The comparison is even truer because like Kane, Nixon hides a terrible secret, although the missing eighteen minutes from the White House recordings would unveil something more unpleasant than the mysterious 'Rosebud'. Behind every great man, there's a secret, but in Nixon's case, there's also a woman. And as Pat Nixon, Joan Allen delivers a subtle but pivotal performance as the woman who evolves in her husband's shadow but in her own supportive way, acts as the only guardian angel of a man who sold his soul to a certain Machiavellian view of power. She believes in his talent to win the election, but not the hearts, people would never love him because she knows how uneasy it was for her to love him.

The chronicles of a man who could never be loved, that could be indeed the subtitle of Nixon's journey in the White House, in his whole political career actually. Indeed, Nixon won two elections, opened China, signed a nuclear treaty with Russia, ended the longest war America ever knew, but as great achievements as they were, Nixon's dark side eclipsed them: Vietnam, Cambodia, Allende, the Watergate. In his most lucid moments, Nixon even recognizes that his road to success was paved by dead bodies, he could go to college because his older brother died of tuberculosis, Jack Kennedy was assassinated, then Bobby, his luck carried the seeds of his doom. This is when the comparison with "JFK" stops, it's not an investigation but a character study.

And as Dick Nixon, Anthony Hopkins never tries to make an impersonation but rather creates his own personification of an eternal outcast, haunted by the ghosts from the past, a man who always had to forge his carapace, by building his own legend through his modest Quaker background "in the poorest farm of California", always using it as an alibi to justify that he's one of the 'little people'. And when an outcast experiments the power, and tastes its irreplaceable savor after the post-War republican wave, he can't renounce it. Nixon knew he was born to rule the most powerful country of the world, like a personal revenge: "Only if you have been in the deepest valley, can you ever know how magnificent it is to be on the highest mountain." This taste for revenge is his inner demon.

I'm not comparing two characters, but "Nixon" kind of reminded me of "Downfall" in the way the White House is showed, as a sort of bunker where the state's ugliest secrets are covered, a shadowy and gloomy place waiting for the enemy (here the media) to come to the leader.
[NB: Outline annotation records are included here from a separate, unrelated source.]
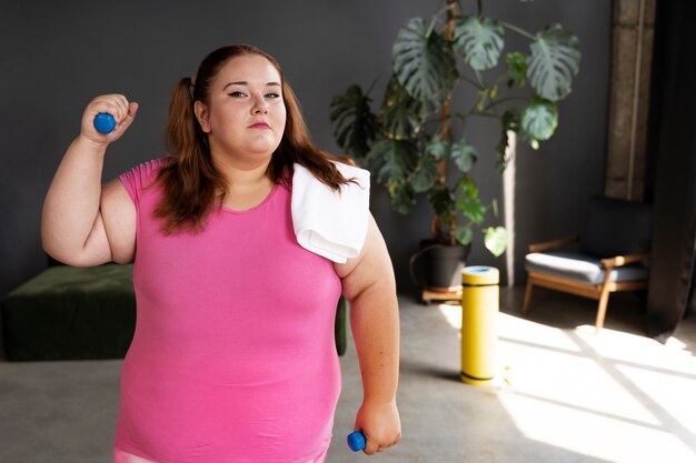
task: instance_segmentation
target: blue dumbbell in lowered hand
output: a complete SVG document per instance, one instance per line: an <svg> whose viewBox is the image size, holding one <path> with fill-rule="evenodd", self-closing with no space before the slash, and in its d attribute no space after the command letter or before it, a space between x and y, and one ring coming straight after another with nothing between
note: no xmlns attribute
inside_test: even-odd
<svg viewBox="0 0 696 463"><path fill-rule="evenodd" d="M348 434L348 446L354 452L359 452L365 449L365 434L360 431L354 431Z"/></svg>
<svg viewBox="0 0 696 463"><path fill-rule="evenodd" d="M100 112L95 117L95 129L99 133L109 134L116 128L116 119L108 112Z"/></svg>

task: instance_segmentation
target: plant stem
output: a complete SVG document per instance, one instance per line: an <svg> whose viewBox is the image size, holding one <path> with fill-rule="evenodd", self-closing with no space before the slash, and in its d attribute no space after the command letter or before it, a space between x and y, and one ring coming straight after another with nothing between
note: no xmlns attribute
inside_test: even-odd
<svg viewBox="0 0 696 463"><path fill-rule="evenodd" d="M515 24L510 24L509 22L505 22L505 21L498 21L500 23L500 26L503 26L504 28L507 28L511 31L515 31L517 33L519 33L523 37L526 37L529 40L536 40L536 37L534 37L533 34L530 34L529 32L527 32L526 30L518 28Z"/></svg>
<svg viewBox="0 0 696 463"><path fill-rule="evenodd" d="M476 82L475 80L469 79L468 77L464 76L464 74L459 74L459 79L464 80L465 82L467 82L468 84L475 87L477 90L484 90L483 87L480 87L478 84L478 82Z"/></svg>
<svg viewBox="0 0 696 463"><path fill-rule="evenodd" d="M488 104L486 108L483 109L483 111L480 111L481 113L488 111L489 109L500 104L500 103L505 103L507 101L515 101L515 100L520 100L520 101L527 101L526 98L523 97L506 97L506 98L501 98L499 100L496 100L494 102L491 102L490 104Z"/></svg>

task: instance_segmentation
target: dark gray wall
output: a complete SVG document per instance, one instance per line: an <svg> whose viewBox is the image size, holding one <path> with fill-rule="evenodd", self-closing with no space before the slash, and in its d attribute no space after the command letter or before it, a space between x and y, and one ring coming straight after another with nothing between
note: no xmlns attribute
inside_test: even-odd
<svg viewBox="0 0 696 463"><path fill-rule="evenodd" d="M103 1L3 0L0 3L0 294L46 266L39 223L43 195L60 158L95 95L122 92L141 105L129 133L110 148L105 177L165 153L162 131L170 90L202 57L231 42L266 49L284 66L317 144L336 152L329 102L350 83L368 85L389 72L398 28L431 14L436 0ZM474 1L465 1L473 7ZM583 69L561 104L560 128L539 151L521 149L516 180L516 272L529 241L574 231L589 194L603 187L609 69L610 2L497 0L486 12L527 30L558 21L581 39ZM382 80L384 82L384 80ZM381 95L377 95L379 100ZM477 134L490 147L496 131ZM500 181L481 150L476 178L484 195ZM485 155L484 155L485 154ZM397 279L410 285L408 256L428 234L430 212L390 211L381 188L374 214L386 235ZM503 268L480 240L471 263Z"/></svg>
And one by one, like a sinking ship, every faithful soldier is drown in the scandal, and Nixon, as the Captain, is the last to leave. Ebert wrote about Bruno Ganz' performance as Hitler: "Admiration I did not feel. Sympathy I felt in the sense that I would feel it for a rabid dog, while accepting that it must be destroyed." In a lesser measure of course, I think this could work as the right answer to those who believed that Stone, a notorious left wing, created empathy toward Nixon.
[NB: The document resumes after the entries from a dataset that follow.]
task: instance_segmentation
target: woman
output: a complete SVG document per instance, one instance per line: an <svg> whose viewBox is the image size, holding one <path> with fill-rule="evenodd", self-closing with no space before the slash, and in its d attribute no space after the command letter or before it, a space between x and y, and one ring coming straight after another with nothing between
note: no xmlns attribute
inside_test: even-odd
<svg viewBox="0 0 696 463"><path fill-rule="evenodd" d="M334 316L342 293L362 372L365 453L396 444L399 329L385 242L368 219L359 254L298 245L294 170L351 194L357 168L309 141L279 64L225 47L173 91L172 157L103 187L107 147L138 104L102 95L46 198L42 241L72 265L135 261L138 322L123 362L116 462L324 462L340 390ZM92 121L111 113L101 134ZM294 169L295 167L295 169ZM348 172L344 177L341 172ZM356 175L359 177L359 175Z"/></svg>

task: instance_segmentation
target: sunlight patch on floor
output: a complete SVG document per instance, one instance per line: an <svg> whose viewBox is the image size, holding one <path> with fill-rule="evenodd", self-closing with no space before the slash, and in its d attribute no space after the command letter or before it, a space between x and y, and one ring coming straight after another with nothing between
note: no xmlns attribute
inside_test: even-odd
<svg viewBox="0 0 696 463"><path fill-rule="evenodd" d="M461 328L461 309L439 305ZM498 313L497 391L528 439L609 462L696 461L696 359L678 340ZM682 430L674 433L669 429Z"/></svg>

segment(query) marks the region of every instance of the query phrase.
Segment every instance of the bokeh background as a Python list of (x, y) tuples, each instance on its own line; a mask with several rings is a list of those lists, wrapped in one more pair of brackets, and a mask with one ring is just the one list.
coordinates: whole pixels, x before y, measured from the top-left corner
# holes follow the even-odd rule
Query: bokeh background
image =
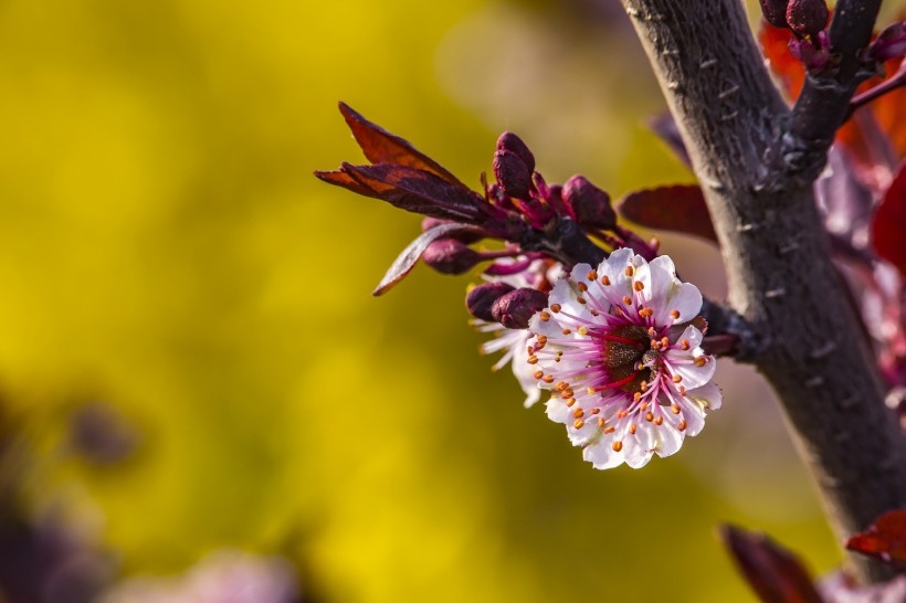
[(831, 569), (757, 375), (596, 472), (476, 353), (477, 276), (372, 298), (420, 219), (312, 177), (361, 160), (343, 99), (466, 182), (505, 129), (548, 181), (692, 182), (633, 35), (592, 0), (0, 1), (0, 601), (754, 601), (724, 521)]

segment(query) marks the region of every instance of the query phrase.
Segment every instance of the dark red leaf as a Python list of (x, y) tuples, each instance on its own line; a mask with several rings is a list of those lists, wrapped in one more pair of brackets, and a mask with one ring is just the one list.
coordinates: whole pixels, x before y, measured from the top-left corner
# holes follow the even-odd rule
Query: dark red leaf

Stone never used his patriotism at the expenses of intelligence. Nixon is responsible of his downfall but a whole system is to blame, Nixon was flawed but his enemies weren't nobler. And that's what Stone brilliantly denounces. In many scenes, Nixon reminds the Press of its lack of objectivity, its obsession and outspoken hatred. These words are still relevant today; Nixon is the quintessential incarnation of the 'person we love to hate'. Indeed, with his victory sign trademark, his sweating and angry look contrasting with Kennedy's shining smile, from his "I'm not a crook" to his dog Checkers, from his resignation to "The Simpsons" (he even inspired through his middle-name the name of Milhouse) to hold-up masks, he's in his way, an icon of popular culture, or unpopular if you prefer.
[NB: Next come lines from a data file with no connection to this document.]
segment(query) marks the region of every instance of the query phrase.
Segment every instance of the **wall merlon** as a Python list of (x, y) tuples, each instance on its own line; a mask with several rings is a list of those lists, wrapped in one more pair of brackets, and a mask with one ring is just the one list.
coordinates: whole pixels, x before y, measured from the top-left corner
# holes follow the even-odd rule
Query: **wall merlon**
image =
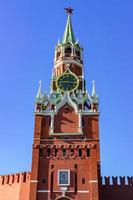
[(101, 177), (101, 185), (104, 186), (133, 186), (133, 176), (105, 176)]
[(27, 182), (30, 180), (30, 172), (0, 175), (0, 185)]

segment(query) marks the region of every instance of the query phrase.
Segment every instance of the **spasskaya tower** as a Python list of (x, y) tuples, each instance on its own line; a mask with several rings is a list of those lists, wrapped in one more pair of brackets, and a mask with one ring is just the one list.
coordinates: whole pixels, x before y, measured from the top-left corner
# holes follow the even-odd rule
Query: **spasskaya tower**
[(35, 100), (30, 200), (99, 200), (99, 101), (94, 81), (91, 94), (87, 92), (73, 9), (65, 10), (50, 94), (42, 93), (40, 81)]

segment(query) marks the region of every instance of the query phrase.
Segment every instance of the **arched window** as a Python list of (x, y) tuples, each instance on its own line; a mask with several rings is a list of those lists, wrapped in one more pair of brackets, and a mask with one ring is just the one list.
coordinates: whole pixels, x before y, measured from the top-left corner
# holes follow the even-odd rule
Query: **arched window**
[(87, 148), (87, 150), (86, 150), (87, 152), (87, 157), (90, 157), (90, 149), (89, 148)]
[(82, 157), (82, 149), (79, 149), (79, 157)]
[(66, 149), (63, 149), (63, 150), (62, 150), (62, 156), (63, 156), (63, 157), (66, 157)]
[(67, 46), (67, 47), (65, 48), (65, 53), (67, 53), (67, 54), (72, 53), (72, 49), (71, 49), (70, 46)]
[(47, 157), (50, 157), (50, 148), (47, 149)]
[(80, 49), (76, 48), (75, 49), (75, 54), (80, 58), (81, 57), (81, 53), (80, 53)]
[(61, 55), (61, 47), (57, 48), (56, 58), (58, 59)]

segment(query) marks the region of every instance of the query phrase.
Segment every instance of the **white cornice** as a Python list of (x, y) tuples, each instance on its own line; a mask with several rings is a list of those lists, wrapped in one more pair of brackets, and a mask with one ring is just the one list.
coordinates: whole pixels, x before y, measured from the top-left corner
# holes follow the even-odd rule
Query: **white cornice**
[(59, 67), (60, 65), (63, 65), (63, 64), (76, 64), (79, 67), (83, 67), (83, 64), (80, 64), (76, 60), (71, 59), (71, 60), (63, 60), (63, 61), (59, 61), (58, 63), (55, 63), (54, 68), (57, 68), (57, 67)]
[(71, 100), (71, 97), (70, 97), (69, 92), (65, 92), (65, 93), (64, 93), (64, 96), (63, 96), (62, 101), (56, 105), (55, 112), (57, 113), (57, 112), (59, 111), (59, 109), (62, 108), (65, 104), (70, 105), (72, 108), (74, 108), (75, 112), (78, 113), (77, 104), (74, 103), (74, 102)]

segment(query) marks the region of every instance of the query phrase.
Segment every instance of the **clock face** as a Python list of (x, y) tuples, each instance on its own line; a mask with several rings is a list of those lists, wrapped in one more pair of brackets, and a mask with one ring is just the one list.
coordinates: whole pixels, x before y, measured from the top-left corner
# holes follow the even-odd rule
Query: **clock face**
[(71, 73), (65, 73), (61, 75), (57, 80), (57, 87), (61, 91), (74, 91), (79, 85), (79, 80), (76, 75)]

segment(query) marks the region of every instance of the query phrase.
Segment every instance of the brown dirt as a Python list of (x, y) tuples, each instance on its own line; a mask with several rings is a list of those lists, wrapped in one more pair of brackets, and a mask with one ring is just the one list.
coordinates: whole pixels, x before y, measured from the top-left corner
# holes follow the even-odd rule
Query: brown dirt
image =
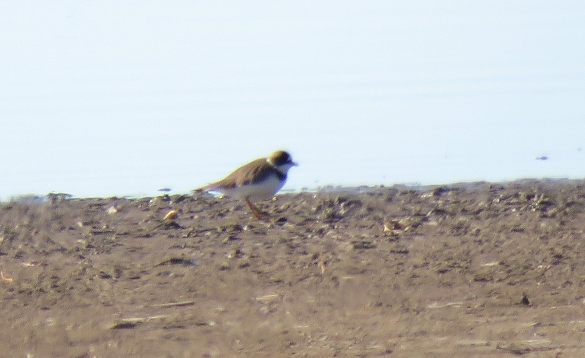
[(53, 199), (0, 206), (2, 356), (585, 356), (583, 181)]

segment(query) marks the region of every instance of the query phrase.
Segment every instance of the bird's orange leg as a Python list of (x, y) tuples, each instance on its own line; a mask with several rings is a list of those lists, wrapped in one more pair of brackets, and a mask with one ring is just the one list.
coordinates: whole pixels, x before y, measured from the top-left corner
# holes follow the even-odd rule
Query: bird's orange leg
[(246, 197), (246, 204), (248, 204), (248, 206), (250, 207), (250, 209), (252, 211), (252, 215), (256, 218), (257, 220), (260, 220), (263, 218), (264, 215), (266, 215), (263, 212), (260, 211), (258, 208), (257, 208), (254, 204), (250, 201), (250, 198)]

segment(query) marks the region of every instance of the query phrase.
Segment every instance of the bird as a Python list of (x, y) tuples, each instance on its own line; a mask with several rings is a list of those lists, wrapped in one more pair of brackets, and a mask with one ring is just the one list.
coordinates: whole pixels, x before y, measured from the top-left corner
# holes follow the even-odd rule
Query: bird
[(288, 153), (277, 150), (267, 157), (240, 167), (223, 179), (196, 189), (195, 191), (216, 191), (242, 199), (254, 217), (260, 220), (264, 214), (252, 202), (274, 197), (286, 182), (288, 170), (298, 166)]

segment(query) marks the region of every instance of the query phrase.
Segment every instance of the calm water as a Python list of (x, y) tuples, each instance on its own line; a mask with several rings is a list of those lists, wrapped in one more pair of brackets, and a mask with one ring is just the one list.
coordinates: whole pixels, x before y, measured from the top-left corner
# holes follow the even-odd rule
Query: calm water
[(0, 198), (585, 177), (582, 2), (314, 2), (0, 5)]

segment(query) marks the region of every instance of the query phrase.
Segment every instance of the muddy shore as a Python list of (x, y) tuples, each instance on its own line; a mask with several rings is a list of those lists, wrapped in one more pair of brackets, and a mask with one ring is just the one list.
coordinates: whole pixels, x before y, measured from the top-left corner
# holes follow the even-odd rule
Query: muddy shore
[(585, 181), (259, 206), (0, 204), (0, 356), (585, 356)]

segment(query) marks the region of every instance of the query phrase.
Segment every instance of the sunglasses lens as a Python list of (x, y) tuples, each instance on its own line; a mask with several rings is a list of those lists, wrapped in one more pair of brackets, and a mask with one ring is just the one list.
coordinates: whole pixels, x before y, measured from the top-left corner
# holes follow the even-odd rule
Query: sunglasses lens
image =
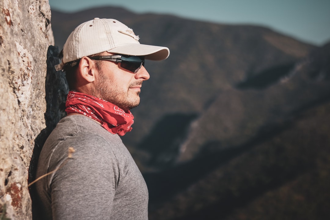
[(141, 56), (123, 55), (120, 67), (136, 73), (144, 65), (144, 57)]

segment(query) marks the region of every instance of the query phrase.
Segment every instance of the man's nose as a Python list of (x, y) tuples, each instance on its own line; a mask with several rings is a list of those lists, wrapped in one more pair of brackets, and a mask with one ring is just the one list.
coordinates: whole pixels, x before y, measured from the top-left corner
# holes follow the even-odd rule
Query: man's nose
[(149, 78), (150, 78), (150, 76), (149, 75), (148, 71), (143, 66), (141, 67), (141, 68), (139, 70), (139, 71), (135, 74), (135, 78), (137, 79), (142, 79), (144, 81), (148, 79)]

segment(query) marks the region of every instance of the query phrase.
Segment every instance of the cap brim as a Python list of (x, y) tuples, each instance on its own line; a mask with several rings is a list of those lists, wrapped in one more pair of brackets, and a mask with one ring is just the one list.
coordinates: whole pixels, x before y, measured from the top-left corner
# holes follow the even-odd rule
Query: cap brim
[(170, 55), (167, 47), (139, 44), (126, 44), (107, 51), (131, 56), (144, 56), (146, 59), (156, 61), (165, 60)]

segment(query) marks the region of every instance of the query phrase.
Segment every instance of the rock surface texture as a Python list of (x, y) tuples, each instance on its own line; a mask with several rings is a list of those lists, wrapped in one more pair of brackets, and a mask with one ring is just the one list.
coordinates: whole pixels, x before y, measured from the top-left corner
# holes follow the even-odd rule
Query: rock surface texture
[(0, 10), (0, 216), (30, 219), (28, 170), (46, 127), (50, 8), (48, 0), (2, 0)]

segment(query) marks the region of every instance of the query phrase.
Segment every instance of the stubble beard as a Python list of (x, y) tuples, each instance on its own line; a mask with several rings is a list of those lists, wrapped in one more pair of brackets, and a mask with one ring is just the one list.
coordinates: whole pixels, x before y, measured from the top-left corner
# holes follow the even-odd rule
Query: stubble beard
[[(126, 112), (139, 106), (140, 91), (137, 92), (135, 95), (129, 89), (126, 92), (121, 90), (118, 87), (114, 87), (112, 85), (111, 82), (108, 81), (109, 79), (102, 72), (100, 73), (93, 95), (117, 106)], [(133, 82), (129, 84), (129, 88), (142, 83), (139, 81)]]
Nixon appears as an individual whose republican obedience veiled his true idealism, his fascination for Lincoln, the President who ended the Civil War, or Kennedy as a beloved figure. People look at Kennedy and want to be him, but when they look at them, they find Nixon, less than a low self-esteem; it's a sentiment of total waste that invades his heart when he look at Kennedy's picture during his last night in the White House. Nixon's tragedy is America's, and maybe that's why he was loathed, because people don't want to look at themselves.